Jonas Almeida, 25.08.2019: O eixo discutido neste artigo de António Barreto não é entre direita e esquerda, é entre totalitarismo corporativista e pluralismo democrático. Pacheco Pereira, que vem do PSD, faz o mesmíssimo aviso sobre o regresso de mais um Leviatã Hobbsiano.
Fernando Costa, 25.08.2019  Um oásis de bom senso. É triste verificar que os poucos grandes políticos que ainda por aí andam, são os que já não são politicos.
Jonas Almeida, 25.08.2019: subscrevo, e agradeço ao Público não ter (ainda) cedido às muitas pressões para que os censure.

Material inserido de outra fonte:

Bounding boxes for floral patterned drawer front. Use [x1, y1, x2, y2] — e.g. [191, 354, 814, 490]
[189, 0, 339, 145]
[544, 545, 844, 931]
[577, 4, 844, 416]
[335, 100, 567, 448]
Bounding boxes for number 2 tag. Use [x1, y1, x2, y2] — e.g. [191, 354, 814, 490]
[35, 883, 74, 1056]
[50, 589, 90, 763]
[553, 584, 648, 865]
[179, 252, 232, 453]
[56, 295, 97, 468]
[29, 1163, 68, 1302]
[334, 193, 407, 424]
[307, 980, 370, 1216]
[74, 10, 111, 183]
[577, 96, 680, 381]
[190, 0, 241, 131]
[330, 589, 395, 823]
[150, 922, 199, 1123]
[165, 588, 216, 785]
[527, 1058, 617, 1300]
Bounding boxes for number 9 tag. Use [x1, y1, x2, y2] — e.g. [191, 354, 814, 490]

danielcouto1100, 25.08.2019: AB tem razão no facto de a iniciativa no País estar sempre dependurada no Estado e por esta via este estar cada vez mais centralizado nas decisões. Diz Miguel Real que desde o sec. XVI a burguesia, o clero e nobreza de então, só dependem do Estado. Esta dependência continua hoje com pobreza da iniciativa privada e das instituições civis, terminando na sofisticada captura do Estado pelas elites, afamadas sociedades de advogados e escandalosamente pelos banqueiros, com a insolvência dos bancos privados. Por tudo isto Portugal (ainda) precisa de uma Administração Pública forte. O PS está a ser realista e a defender o Estado para conseguir a maior equidade entre os Portugueses e evitar os populismos despesistas.
Aguia, 25.08.2019: Muito bem. Efectivamente as classes sociais "esclarecidas" em Portugal nunca fizeram jus às suas missões históricas, mais marcadas nos outros países europeus. Infelizmente, a noção que se tem é que o Estado em Portugal serve antes de muleta para a "iniciativa privada" dele se servir, quando as coisas correm mal. Este é o desígnio da propalada desestatização à portuguesa, tão avessa à planificação. Assim não vamos lá. E não penso que a culpa do nosso atraso seja do Estado - se este não existisse, já estaríamos a falar castelhano como língua oficial.
J I T, 25.08.2019:  Magnífico texto, tal como o anterior, com grande lucidez e sentido crítico!